JCHS speech competitor: We must break barriers

Leticia Nketiah wants everyone to embrace their elephants, and giving that advice earned her a fifth-place spot on a national stage.

Nketiah, a rising senior and member of Jefferson City High School's speech and debate team, competed Friday as one of six finalists in the category of original oratory at the National Speech and Debate Association's tournament in Fort Lauderdale, Florida.

Nketiah earned a $500 scholarship as a finalist in the Joe and Pam Wycoff Original Oratory category, sponsored by the Patrick Henry Memorial Foundation Auxiliary.

Finalists' speeches were live-streamed, and Nketiah spoke about and called for an increased acceptance of diversity in the United States.

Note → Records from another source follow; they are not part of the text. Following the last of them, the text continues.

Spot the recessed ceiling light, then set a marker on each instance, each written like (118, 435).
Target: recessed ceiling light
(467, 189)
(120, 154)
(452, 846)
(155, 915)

She recalled not being able to find a crowd for herself, feeling alone and struggling with the word "different," being a child of Ghanian parents, who came to the U.S. to become citizens before she was born.

"Are we supposed to be riding around on elephants?" she said of grappling with her African identity in America.

The U.S. is grappling with much larger questions about diversity, too - proverbial elephants in all kinds of private rooms and public spaces.

"Our growing diversity is testing the way we value it," and American society is failing, Nketiah said. "We only seem to be trading dialogue for division.

"Questions that promote differences are an essential part to understanding and communicating; it's just how we ask those questions," she said.

She said one problem is American society no longer embraces complex knowledge. Instead of evaluating each other with more than overly-simplistic characterizations, people retreat into denial and beliefs in simplicity.

Even though simplicity is easier and it's how people tend to analyze information, Nketiah said "our world can never be just simple," because "when we cannot appreciate complexity, our world descends into a place where no one is truly understood."

She also said diversity is not just about race - but also the fellow student with a teacher's assistant no one talks to or the short student in gym class who never gets picked for a team.

"We should not be promoting barriers. We should be tearing them down, and the solution starts with us," she said, adding "Diversity can be difficult, but it is not impossible.

"We need to start by saying, 'hello.' Whether you've been a victim to devaluing your own diversity or not, we need to start conversations with 'hello.'

"Go out, and don't be afraid of becoming that elephant," she said.

Other finalists in her category spoke about the lethal problems their generation faces - and often vocally stand up to fight against - including social disconnection and deep personal unhappiness that's masked and spread by social media; an obsession with bad news and rejections of public displays of joy; gun violence, especially mass shootings; the bold public presence of unashamed white supremacists; and mounting violence against black, brown and LGBT bodies.

Speakers were diverse, too. Other finalists in Nketiah's category included a Sikh young man, a young woman wearing a hijab - the headscarf some Muslim women wear - and a young woman whose family came from Vietnam.

JCHS received a school of honor award in speech, "which means that we are among the top 40 in the nation," speech and debate coach Jordan Hart said. Hart accepted the award on stage with coaches from other schools.

JCHS's team also had several other members finish in the top 20, 50 and 60 of other competition categories, including Will Henrickson, Mitchell Huston, Michael Manda, Rakesh Natarajan and Michael Waggoner.